薄幸の少女といった雰囲気だったジョヴァンナ(ロルヴァケル)。美術教師をしているミケーレ(オルランド)の唯一の自慢は世界的な有名画家ジョルジョ・モランディと同窓だということ。男性ともしゃべる機会のない娘のことを思い、女たらしだが人気者の男子生徒ダルマストリに娘に気があるふりをするよう頼む。折しも全教科で落第点を取っているダルマストリ。進級の決定権が自分にあることもあって、頼み易かった・・・ジョヴァンナはまんまと思い上がって、自分を愛してくれてると勘違い。親友でもあるマルチェッラがそのダルマストリを誘惑したかのような恰好になり、腹を立てたジョヴァンナが彼女を刺殺したのだ。裁判では、未成年であることや、精神鑑定によって精神病棟に入れることで結審。父親ミケーレは頻繁に面会に行くが、なぜか母親デリア(ネリ)は全く行けないのだった。
デリアは社交的で誰もが羨む美人。過去には家族で社交ダンスに参加するも、母親のステキな踊りを見て、ジョヴァンナは倒れてしまったこともあった。父親とは真逆で、放任的。愛情が薄いようにも見えるが、娘からは憧れの女性でもあり、他人に自慢したいくらいの母親だったという構図。
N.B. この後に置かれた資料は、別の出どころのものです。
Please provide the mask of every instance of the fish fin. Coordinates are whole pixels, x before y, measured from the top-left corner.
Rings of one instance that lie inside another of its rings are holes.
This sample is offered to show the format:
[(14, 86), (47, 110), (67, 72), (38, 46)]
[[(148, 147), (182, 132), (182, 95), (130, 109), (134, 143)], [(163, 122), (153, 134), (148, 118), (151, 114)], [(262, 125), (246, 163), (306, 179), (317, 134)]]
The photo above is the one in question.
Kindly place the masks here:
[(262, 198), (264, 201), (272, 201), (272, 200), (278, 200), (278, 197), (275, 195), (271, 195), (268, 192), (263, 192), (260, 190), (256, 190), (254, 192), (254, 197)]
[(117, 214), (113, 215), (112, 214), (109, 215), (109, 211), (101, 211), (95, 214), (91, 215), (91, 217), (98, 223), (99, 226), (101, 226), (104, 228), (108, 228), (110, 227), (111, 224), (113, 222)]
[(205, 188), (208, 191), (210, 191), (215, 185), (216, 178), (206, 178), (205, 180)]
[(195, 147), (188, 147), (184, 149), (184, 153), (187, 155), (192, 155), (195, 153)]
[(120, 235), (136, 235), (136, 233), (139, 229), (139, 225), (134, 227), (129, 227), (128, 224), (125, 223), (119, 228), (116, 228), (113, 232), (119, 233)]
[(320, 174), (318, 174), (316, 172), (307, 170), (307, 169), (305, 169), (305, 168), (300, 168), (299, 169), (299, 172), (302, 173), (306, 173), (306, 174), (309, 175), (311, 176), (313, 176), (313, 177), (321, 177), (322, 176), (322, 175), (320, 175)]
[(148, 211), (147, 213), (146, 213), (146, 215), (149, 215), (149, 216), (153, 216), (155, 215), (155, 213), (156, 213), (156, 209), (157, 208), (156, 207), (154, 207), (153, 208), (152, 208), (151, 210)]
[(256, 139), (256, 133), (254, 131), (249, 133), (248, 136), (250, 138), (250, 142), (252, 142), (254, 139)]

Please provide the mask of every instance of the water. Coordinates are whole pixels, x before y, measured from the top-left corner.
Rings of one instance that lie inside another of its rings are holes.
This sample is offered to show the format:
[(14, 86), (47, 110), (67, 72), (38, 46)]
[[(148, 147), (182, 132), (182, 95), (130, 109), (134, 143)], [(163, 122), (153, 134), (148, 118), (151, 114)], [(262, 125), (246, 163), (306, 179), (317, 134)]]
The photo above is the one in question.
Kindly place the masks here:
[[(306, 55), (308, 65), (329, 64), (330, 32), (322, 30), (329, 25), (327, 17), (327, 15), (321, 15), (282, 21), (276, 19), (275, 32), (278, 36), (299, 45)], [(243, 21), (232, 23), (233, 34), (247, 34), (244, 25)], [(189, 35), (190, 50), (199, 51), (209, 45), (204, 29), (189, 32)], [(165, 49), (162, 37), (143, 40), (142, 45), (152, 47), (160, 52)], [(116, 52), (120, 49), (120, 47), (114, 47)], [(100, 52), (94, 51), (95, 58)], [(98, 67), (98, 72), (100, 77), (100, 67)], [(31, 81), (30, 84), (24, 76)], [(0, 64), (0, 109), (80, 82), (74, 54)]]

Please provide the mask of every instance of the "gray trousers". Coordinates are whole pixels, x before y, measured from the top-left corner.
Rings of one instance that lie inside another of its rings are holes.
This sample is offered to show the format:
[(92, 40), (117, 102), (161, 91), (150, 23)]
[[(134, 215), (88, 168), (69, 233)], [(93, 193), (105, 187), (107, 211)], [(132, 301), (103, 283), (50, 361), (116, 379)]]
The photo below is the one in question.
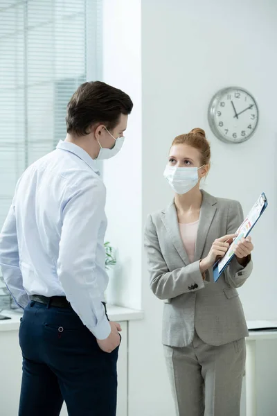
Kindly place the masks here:
[(239, 416), (246, 347), (242, 338), (213, 347), (164, 346), (177, 416)]

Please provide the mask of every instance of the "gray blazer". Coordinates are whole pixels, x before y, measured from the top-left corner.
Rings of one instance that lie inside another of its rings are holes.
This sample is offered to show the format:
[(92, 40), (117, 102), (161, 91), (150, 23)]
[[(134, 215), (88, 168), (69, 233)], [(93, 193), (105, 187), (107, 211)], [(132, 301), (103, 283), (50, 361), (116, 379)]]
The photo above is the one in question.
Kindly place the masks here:
[(174, 202), (166, 210), (148, 216), (145, 247), (150, 287), (165, 301), (162, 341), (184, 347), (193, 339), (195, 328), (203, 341), (222, 345), (249, 335), (236, 288), (250, 276), (252, 261), (245, 268), (234, 258), (216, 283), (213, 270), (203, 280), (199, 261), (213, 241), (235, 232), (243, 220), (237, 201), (215, 198), (202, 191), (195, 259), (190, 263), (181, 239)]

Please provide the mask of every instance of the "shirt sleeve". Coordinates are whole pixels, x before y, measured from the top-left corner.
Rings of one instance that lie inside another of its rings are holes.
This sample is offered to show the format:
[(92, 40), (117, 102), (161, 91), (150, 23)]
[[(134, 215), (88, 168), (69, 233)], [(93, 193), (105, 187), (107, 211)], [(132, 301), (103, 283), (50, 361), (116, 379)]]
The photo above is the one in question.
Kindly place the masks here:
[(62, 213), (57, 275), (66, 299), (96, 338), (107, 338), (111, 327), (101, 302), (102, 268), (96, 258), (98, 234), (105, 216), (105, 189), (84, 180), (73, 192)]
[(13, 203), (0, 234), (0, 266), (3, 278), (10, 294), (19, 306), (25, 308), (30, 300), (23, 286), (20, 271), (16, 217)]

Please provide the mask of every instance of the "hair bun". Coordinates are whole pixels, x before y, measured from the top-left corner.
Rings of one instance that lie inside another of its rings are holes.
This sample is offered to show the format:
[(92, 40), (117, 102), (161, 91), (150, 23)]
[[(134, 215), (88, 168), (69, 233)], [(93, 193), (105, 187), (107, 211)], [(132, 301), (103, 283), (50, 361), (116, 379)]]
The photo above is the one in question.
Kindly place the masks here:
[(193, 135), (199, 135), (200, 136), (203, 136), (204, 139), (206, 139), (206, 133), (203, 129), (197, 127), (196, 128), (193, 128), (190, 133), (193, 133)]

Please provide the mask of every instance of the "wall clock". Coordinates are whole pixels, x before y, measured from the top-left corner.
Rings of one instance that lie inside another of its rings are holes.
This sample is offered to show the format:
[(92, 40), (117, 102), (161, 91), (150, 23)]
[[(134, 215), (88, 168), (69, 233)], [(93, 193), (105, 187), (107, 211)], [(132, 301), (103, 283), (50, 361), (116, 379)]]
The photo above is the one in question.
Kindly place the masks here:
[(213, 134), (226, 143), (250, 139), (258, 125), (258, 110), (253, 96), (243, 88), (229, 87), (213, 97), (208, 112)]

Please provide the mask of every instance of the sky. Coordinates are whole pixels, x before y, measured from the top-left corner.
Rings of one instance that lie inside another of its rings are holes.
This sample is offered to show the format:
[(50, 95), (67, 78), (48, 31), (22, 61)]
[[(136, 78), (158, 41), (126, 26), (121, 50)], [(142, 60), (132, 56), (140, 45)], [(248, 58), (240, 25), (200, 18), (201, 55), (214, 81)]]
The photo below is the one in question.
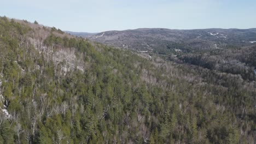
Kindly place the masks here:
[(0, 16), (62, 31), (256, 27), (256, 0), (3, 0)]

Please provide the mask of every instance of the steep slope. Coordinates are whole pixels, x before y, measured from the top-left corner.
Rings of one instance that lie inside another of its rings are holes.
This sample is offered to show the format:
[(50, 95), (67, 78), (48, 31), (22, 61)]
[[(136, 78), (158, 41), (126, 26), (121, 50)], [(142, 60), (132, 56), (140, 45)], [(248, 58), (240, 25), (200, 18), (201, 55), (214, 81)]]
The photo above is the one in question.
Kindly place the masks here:
[(253, 143), (256, 83), (0, 18), (3, 143)]
[(220, 48), (225, 48), (230, 45), (250, 45), (256, 41), (256, 29), (140, 28), (104, 32), (89, 38), (115, 46), (168, 54), (175, 49), (191, 51), (216, 49), (216, 44), (223, 46)]

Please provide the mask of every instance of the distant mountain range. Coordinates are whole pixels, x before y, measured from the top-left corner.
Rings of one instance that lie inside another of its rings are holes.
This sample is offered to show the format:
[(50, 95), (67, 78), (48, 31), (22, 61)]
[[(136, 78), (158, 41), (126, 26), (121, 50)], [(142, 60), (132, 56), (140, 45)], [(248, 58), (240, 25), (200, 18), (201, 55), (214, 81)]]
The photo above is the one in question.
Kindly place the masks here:
[[(192, 51), (225, 49), (256, 43), (256, 28), (246, 29), (211, 28), (177, 30), (166, 28), (139, 28), (112, 31), (97, 34), (69, 33), (114, 46), (139, 51), (168, 53), (176, 50)], [(83, 37), (83, 36), (82, 36)]]
[(72, 35), (74, 35), (77, 37), (82, 37), (83, 38), (87, 38), (88, 37), (97, 34), (97, 33), (74, 32), (71, 32), (71, 31), (65, 31), (65, 32)]

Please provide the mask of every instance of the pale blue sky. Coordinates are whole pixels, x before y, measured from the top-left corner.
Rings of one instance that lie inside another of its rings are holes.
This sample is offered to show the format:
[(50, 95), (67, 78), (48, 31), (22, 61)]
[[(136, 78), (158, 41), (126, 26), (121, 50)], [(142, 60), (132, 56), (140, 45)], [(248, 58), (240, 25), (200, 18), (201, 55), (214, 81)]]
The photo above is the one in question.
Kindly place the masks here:
[(256, 27), (256, 0), (5, 0), (0, 15), (62, 30)]

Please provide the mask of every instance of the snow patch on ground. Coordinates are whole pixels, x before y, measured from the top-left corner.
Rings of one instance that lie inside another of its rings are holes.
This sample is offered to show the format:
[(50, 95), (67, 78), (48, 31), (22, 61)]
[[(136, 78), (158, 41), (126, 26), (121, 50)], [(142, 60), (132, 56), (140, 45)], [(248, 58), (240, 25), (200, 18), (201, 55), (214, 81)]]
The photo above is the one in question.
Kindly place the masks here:
[(215, 44), (214, 46), (215, 46), (215, 48), (216, 48), (216, 49), (220, 49), (220, 50), (223, 49), (221, 49), (221, 48), (219, 48), (219, 47), (218, 47), (218, 44)]
[(208, 32), (208, 33), (209, 33), (210, 34), (211, 34), (212, 35), (216, 35), (219, 34), (219, 33), (216, 33), (216, 34), (213, 34), (213, 33), (211, 33), (211, 32)]

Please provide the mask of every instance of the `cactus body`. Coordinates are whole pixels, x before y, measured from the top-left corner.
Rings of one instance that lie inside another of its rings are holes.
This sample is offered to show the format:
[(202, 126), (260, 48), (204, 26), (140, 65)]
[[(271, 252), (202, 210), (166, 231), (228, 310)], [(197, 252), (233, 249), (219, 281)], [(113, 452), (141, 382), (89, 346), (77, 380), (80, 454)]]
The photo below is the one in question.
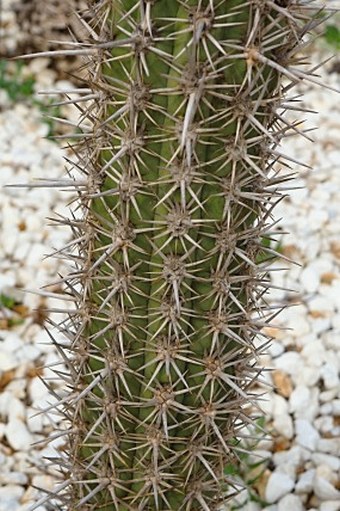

アパートの隣人は何事においても親身に世話してくれるセルジョという警察官がいる。戦争が始まり、セルジョの妻は爆撃で亡くなった。そのおかげで、一層彼ら夫婦に親切になるが、ファシスト党支持のため、終戦後、パルチザンに銃殺される。そういや、被害者マルチェッラは上院議員の姪でもあり、その母親もバリバリのファシスト。終戦後は豪邸に住みながらもみじめな生活だったようだ(よーわからん)。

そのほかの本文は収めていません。